Conference boycott urged over ‘plagiarist’ chair

Appeal to academics to show disapproval of proven research misconduct by Croatian professor. Zoë Corbyn reports

September 7, 2009

A group of academics are urging a boycott of a forthcoming conference in Croatia after it emerged that the chair has a proven history of scientific misconduct.

The group, led by Harvey Marcovitch, the former chairman of the Committee on Publication Ethics (Cope) – which represents about 5,000 journal editors – last week wrote to all 44 of the non-Croatian speakers due to take part in the fifth annual meeting of the International Academy of Perinatal Medicine.

He urged them to not attend the event, scheduled to run from 31 October to 1 November in Dubrovnik, on the grounds that the chairman, Asim Kurjak, a retired professor of obstetrics from Zagreb University Medical School, has a history of plagiarism and duplicating publications.

“Please take some time to consider whether it is right to be associated with a meeting that… is inevitably dishonoured by being chaired by someone who has been found not to live up to [the simple precept of honesty and probity of scientific communication],” writes Dr Marcovitch.

It has subsequently emerged that Professor Kurjak is to chair the international advisory committee of the first Global Congress of Maternal and Infant Health scheduled to take place in Barcelona, Spain in 2010.

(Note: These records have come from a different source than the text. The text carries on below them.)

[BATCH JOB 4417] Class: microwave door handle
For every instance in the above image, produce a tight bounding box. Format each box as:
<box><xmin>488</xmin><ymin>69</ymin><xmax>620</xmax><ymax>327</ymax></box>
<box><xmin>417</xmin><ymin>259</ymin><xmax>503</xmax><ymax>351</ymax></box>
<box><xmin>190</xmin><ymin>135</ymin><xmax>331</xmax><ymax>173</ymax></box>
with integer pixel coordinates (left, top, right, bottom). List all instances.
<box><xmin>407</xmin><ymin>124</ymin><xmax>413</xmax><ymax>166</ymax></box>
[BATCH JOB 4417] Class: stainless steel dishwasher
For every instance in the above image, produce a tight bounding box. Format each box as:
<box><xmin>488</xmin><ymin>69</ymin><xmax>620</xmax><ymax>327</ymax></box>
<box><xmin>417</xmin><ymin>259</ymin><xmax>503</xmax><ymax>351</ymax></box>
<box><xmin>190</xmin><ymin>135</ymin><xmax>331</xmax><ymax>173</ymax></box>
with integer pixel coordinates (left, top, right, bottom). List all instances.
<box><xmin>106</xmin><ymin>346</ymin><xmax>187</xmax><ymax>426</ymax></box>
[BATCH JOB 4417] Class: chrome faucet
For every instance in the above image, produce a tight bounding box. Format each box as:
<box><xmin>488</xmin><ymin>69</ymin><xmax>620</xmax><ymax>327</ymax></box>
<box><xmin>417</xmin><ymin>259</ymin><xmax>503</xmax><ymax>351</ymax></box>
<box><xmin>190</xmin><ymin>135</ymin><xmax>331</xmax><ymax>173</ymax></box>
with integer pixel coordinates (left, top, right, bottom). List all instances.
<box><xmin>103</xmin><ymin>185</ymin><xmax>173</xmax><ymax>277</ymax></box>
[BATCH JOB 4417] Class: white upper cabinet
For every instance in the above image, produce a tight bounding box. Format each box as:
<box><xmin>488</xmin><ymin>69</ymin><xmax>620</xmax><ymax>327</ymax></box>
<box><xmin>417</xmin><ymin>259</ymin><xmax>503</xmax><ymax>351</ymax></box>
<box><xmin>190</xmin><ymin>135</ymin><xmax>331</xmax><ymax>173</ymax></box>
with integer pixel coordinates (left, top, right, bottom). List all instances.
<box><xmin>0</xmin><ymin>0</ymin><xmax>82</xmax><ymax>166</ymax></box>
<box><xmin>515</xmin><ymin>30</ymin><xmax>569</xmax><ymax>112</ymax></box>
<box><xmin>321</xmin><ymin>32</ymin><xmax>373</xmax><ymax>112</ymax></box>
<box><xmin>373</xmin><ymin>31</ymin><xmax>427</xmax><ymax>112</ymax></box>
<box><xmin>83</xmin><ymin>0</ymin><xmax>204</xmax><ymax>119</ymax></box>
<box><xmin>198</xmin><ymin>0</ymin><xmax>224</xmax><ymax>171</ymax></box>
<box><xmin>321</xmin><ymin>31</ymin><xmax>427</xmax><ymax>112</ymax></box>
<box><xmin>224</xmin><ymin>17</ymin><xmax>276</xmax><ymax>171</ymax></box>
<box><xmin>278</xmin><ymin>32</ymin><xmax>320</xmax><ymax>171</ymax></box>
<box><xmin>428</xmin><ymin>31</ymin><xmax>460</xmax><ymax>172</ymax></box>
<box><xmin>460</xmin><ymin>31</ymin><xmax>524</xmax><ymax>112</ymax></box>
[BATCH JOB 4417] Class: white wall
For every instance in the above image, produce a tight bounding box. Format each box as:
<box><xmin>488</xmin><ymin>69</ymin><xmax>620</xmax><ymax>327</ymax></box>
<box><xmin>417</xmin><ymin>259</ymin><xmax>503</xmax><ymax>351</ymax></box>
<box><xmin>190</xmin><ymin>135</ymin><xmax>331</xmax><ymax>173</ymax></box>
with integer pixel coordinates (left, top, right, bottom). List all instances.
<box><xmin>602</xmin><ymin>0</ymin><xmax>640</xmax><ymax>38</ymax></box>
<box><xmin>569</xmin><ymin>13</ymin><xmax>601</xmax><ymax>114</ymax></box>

The case of Professor Kurjak has been well documented by the British Medical Journal. It first came to attention in September 2006 in a comment article that exposed Professor Kurjak for copying information, including data and text from a Norwegian student’s PhD thesis which he published as a book chapter.

A report by Cope published in December 2006 found that on “at least three occasions” material published by the professor in the Croatian Medical Journal had been submitted elsewhere. In addition, in May 2007, the Croatian government Committee for Ethics in Science and Higher Education found him guilty of scientific misconduct, resulting in it cancelling support for one of his research projects.

Zagreb University judged the offences to be old and, as he had retired, it accepted an apology with no further action.

Dr Marcovitch told Times Higher Education that the group had come together to call for the boycott because it was “pretty disgraceful that a known plagiarist was chairing the conference”. The group includes Sir Iain Chalmers, director of the Oxford-based James Lind Library who originally exposed the case in the BMJ, and Jim Neilson, a professor of obstetrics and gynaecology at the University of Liverpool.

“Here we have somebody that is unquestionably guilty of multiple research misconduct, who has obviously been highly protected, who has been exposed in the BMJ, but who seems to blithely go on, and various people – presumably they don’t know [about it] – seem quite happy to appear at conferences he is running,” Dr Marcovitch said.

He revealed that, so far, four speakers had declined to attend but he hoped numbers would grow.

“If you are an academic and you learn that someone has been guilty of research or publication misconduct, you should not associate with them unless they have made amends and put things right, which he has not done.”

Professor Kurjak declined a request for a comment from Times Higher Education.